Scotland’s independent think tank
Scotland’s independent think tank

A good investment for Scotland – and the world – Mark Blyth and Eric Lonergan

As the recent Reform Scotland policy brief “Investing for Recovery” put it succinctly regarding the economic shock caused by Covid-19, “if [this]is not a catalyst [for]bold, radical interventions that will transform Scotland’s economy, then nothing ever will be.” This is both true, and sadly, not just a Scottish problem.

Lulled into the false sense of security generated by the actions of central banks to stem the 2008 crisis, policy incrementalism is steeped into the DNA of governments these days. Rather than the problem being just a lack of fresh ideas, the deeper issue seems to be a lack of political courage to try anything new. Even self-proclaimed populists fall back on tired old solutions such as tax cuts and tariffs in the face of these new challenges. We must do better.

In their paper, rather than arguing for more taxes as being the only game in town or a reducing debt to free up fiscal space, Alan McFarlane and Andrew Wilson focus on the asset side of the state’s ledger, something that has been badly neglected for 40 years.

States used to have public capital in the form of stakes in companies, and the ownership of assets such as public housing or utilities. The great privatisation spree of 1980-2000 passed most of that public wealth into private ownership. While the effects of this shift on inequality are well noted, the effects on the state’s balance sheet are not.

Public assets generate public income. Without such income, deficits become inevitable, stretching budgets, especially in an environment of tax cuts and rising inequality.
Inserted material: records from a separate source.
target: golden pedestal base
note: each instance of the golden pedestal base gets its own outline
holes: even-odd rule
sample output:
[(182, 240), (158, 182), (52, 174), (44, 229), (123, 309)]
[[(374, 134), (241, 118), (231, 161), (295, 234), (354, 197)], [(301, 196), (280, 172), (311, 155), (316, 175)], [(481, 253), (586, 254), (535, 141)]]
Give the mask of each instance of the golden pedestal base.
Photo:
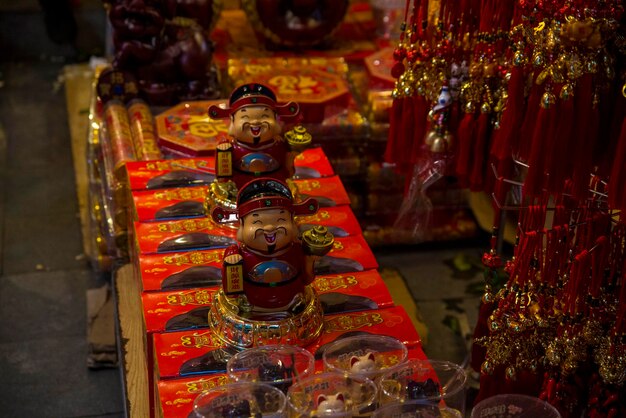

So rebuilding public assets seems a good place to start. Some smaller governments similar to Scotland (except that they have greater degrees of monetary autonomy) such as New Zealand and Ireland recognise that rebuilding the public housing stock is necessary. “Investing for Recovery” takes another angle on this question, one that we share.

Governments everywhere have, despite Covid-19, received a windfall in the form of structurally low interest rates and a distinct lack of inflationary pressures. The reasons behind this shift are multiple, ranging from changing demography to the effects of QE, but the fact of this environment for funding is not. Most ‘A rated’ sovereigns can at this point issue debt over a 10-15 year horizon at a negative real rate, which means investors are paying the sovereign. Given the general level of uncertainty facing investors, there is no shortage of demand for such “safe assets” despite the negative payoff. As such, even discounting Covid’s effects, there has never been a better time to undertake long-term public investments.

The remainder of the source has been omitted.